Furthermore, even when dealing with overseas biotechs, although MNCs spend generously, they remain highly cautious. VCBeat has observed that in this year's transactions, MNCs have increasingly used Contingent Value Rights (CVRs). For example, in Eli Lilly's acquisition of Centessa, the approval of the OX2R drug was used as a contingent condition.

 

Part Includes MNC Acquisitions with CVR. Data Source: Collation of Public Information

 

This is an additional clause in merger agreements. The buyer commits to paying an extra amount upon the achievement of specific milestones, such as drug approval or a clinical trial reaching a certain endpoint. If the milestone is not achieved, the CVR goes to zero, and the buyer does not have to pay. The essence of a CVR is to split the acquisition consideration into two parts: a certain portion paid upfront, and an uncertain portion paid conditionally based on outcomes. In acquisition transactions, the CVR is a classic risk transfer tool that buyers use to protect themselves amid uncertainty.

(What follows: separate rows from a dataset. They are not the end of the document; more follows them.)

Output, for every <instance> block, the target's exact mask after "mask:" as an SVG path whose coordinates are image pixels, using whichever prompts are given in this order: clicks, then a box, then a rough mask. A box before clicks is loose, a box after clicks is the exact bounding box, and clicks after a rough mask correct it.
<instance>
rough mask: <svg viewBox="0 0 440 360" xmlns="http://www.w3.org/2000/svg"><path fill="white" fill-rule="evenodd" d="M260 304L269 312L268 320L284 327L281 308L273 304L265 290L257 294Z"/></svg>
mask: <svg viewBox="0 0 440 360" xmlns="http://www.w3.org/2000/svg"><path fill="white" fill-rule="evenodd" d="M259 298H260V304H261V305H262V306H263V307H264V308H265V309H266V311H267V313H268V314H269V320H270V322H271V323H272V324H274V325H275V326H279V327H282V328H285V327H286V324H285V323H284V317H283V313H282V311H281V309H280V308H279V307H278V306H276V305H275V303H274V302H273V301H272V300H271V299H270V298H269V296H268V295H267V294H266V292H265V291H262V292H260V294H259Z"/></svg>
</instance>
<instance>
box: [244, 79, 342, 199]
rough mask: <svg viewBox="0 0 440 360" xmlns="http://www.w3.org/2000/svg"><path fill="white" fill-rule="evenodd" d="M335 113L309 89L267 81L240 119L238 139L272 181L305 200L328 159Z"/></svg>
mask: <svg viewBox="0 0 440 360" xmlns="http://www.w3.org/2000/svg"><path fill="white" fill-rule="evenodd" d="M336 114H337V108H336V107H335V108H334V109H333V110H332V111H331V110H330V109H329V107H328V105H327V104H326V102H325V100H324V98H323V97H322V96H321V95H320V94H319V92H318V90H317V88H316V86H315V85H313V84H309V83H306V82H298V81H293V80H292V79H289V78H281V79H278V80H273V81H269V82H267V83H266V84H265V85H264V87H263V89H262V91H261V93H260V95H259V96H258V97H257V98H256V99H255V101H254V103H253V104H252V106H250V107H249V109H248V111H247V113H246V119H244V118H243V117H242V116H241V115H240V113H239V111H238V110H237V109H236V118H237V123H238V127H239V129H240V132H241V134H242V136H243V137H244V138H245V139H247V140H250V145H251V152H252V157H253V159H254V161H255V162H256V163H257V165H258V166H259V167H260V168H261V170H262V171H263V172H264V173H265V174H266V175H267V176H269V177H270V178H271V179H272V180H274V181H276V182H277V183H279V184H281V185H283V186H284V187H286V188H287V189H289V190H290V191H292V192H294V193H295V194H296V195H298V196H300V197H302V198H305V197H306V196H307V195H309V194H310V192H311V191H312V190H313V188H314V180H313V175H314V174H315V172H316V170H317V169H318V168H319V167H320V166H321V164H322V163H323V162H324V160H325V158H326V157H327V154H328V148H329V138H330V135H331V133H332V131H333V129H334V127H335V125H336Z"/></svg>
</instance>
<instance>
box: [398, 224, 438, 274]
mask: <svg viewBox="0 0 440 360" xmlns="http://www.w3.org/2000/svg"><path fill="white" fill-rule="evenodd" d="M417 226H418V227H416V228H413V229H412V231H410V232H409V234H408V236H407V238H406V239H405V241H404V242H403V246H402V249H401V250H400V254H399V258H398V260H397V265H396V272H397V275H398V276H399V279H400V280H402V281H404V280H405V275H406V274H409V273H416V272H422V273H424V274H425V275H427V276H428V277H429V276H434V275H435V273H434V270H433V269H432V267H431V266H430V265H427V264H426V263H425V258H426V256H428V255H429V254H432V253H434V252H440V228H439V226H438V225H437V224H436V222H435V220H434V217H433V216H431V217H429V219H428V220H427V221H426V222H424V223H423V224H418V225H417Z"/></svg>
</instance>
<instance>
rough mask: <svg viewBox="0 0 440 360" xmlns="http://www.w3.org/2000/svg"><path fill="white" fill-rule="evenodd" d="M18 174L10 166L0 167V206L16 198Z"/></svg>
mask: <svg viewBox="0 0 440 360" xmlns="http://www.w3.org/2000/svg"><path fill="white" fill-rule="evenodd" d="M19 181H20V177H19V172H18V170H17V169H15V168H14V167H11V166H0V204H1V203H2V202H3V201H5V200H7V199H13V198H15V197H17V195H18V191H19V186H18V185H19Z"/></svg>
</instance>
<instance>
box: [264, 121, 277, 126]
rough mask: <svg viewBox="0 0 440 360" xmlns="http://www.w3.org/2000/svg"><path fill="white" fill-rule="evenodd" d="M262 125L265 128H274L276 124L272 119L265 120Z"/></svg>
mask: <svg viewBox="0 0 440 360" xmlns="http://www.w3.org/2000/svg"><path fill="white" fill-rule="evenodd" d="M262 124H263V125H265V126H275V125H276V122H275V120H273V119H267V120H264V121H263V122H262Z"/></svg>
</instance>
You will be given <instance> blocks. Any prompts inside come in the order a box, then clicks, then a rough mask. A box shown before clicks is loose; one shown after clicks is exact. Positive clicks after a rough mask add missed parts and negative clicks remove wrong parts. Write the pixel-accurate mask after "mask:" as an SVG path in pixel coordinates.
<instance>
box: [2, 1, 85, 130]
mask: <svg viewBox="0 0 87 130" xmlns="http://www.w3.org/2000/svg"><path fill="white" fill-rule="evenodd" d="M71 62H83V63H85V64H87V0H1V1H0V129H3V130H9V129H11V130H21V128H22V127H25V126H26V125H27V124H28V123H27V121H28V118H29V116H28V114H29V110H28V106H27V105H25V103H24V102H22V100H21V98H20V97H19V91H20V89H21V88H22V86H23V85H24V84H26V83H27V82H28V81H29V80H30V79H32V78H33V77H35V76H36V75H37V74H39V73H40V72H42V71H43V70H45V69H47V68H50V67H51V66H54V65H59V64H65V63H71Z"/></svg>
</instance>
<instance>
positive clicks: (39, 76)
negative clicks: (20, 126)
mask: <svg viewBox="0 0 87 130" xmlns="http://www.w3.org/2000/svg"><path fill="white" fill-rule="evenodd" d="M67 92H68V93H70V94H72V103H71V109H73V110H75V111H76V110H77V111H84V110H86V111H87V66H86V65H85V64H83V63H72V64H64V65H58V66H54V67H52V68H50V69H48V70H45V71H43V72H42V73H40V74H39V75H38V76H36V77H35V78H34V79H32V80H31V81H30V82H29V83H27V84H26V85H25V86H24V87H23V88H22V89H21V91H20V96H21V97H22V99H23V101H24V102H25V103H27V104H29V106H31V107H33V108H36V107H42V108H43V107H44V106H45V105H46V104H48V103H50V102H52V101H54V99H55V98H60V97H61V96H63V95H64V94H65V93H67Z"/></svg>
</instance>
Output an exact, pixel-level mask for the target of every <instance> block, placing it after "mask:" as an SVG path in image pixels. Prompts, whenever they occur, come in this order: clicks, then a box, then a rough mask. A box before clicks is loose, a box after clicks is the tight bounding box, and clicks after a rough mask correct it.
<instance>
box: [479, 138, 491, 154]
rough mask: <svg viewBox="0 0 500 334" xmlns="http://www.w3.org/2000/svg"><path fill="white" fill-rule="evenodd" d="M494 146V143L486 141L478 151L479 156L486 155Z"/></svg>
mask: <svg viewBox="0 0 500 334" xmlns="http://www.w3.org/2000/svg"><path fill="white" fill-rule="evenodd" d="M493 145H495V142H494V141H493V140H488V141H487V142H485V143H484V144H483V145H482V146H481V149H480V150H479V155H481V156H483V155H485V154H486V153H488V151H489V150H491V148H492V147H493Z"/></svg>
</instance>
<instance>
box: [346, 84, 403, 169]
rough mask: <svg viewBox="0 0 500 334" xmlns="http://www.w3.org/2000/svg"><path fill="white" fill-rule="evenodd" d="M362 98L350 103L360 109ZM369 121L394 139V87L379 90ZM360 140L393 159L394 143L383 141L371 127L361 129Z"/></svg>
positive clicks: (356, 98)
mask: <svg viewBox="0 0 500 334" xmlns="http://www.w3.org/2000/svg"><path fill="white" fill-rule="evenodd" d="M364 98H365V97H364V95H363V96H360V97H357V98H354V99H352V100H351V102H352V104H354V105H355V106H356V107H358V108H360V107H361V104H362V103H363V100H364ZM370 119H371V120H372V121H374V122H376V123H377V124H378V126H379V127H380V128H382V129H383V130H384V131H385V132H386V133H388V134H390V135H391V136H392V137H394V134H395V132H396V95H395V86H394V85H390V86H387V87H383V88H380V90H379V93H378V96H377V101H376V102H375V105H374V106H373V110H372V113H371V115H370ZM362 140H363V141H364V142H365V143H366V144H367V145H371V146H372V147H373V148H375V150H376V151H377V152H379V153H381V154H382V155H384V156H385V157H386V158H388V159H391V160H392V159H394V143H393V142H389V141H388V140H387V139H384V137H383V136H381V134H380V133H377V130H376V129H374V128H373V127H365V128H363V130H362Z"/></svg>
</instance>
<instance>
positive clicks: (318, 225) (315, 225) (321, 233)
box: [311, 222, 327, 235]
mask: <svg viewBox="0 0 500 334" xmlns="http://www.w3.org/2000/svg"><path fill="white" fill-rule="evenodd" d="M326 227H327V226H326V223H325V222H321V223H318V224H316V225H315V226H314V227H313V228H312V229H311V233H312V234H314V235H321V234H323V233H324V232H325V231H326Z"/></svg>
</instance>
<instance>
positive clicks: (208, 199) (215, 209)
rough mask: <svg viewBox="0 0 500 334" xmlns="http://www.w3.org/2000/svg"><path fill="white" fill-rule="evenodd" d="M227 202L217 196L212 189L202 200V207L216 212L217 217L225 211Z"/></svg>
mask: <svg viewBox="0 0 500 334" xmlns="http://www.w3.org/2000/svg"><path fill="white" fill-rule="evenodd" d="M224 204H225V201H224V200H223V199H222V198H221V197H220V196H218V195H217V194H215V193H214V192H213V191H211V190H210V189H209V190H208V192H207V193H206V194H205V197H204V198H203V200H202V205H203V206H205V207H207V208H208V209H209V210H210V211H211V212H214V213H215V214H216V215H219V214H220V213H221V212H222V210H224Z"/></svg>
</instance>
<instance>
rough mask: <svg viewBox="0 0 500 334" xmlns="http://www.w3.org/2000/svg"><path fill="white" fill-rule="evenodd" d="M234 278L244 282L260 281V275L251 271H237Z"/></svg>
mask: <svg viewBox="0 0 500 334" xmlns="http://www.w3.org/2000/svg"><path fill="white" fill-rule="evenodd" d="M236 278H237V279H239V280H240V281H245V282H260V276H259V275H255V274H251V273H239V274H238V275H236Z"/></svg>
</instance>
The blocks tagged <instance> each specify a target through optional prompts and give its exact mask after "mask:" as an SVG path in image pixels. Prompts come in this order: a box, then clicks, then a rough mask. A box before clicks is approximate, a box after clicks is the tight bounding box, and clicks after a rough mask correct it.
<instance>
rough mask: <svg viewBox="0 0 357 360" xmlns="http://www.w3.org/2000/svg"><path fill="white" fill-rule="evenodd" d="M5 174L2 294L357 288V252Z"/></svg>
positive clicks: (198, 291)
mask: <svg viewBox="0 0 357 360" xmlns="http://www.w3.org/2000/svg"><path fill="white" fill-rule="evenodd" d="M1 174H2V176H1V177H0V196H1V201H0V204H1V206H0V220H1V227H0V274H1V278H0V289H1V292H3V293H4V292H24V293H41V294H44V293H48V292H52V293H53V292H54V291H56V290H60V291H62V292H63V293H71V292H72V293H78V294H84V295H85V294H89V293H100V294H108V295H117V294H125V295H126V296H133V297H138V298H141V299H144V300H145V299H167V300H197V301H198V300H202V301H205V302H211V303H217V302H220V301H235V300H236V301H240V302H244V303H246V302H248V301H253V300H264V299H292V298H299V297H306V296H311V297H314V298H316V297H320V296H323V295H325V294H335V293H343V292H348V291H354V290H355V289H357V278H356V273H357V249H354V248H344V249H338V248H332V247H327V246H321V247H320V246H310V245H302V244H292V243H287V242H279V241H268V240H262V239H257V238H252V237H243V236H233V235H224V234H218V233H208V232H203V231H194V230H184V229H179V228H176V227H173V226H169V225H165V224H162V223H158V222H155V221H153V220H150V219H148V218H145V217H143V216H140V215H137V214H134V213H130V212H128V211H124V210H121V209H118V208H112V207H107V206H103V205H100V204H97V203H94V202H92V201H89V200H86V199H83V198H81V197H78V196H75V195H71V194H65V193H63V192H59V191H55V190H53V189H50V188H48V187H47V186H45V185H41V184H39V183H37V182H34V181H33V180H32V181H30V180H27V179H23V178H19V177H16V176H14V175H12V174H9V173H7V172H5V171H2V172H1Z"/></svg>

On the PE fund front. Historically, top global PE funds have rarely ventured into domestic biotech investments, and Blackstone, despite its record-breaking fundraise, has not made a single investment in this space. Therefore, the recovery and record-breaking performance of these PE funds have little impact on Chinese biotechs. However, as an investment model distinct from VC, China's domestic pharmaceutical PE funds have begun to emerge this year.


Since 2023, industrial funds have been established in cities such as Chengdu, Hangzhou, Suzhou, Beijing, Shanghai, and Shenzhen. Among these industrial funds, some carry management and investment logic reminiscent of PE funds.


For example, the Shanghai Biomedical M&A Fund, which completed its first closing in March 2025, was initiated by Shanghai Industrial Investment. Its LPs include social capital such as Shanghai Pharmaceuticals, Tofflon, and Junshi Biosciences. The fund focuses primarily on control acquisitions, integrating acquired companies into listed company systems and exiting after integration. In November 2025, the Shanghai Biomedical M&A Fund acquired a 21.9% stake in Kanghua Biological, becoming its controlling shareholder — a transaction that closely mirrors the practices of overseas PE funds. Although the scale of China's domestic pharmaceutical PE funds remains very small, the gradual recovery of the global life sciences PE fund market and the return of established LPs to the battlefield is undoubtedly good news for China's domestic pharmaceutical PE funds.


Overall, despite a stream of positive capital-related news from the stock market, industry, and PE side, spring has still not truly arrived for the innovative drug industry. This is especially true for China's domestic innovative drugs.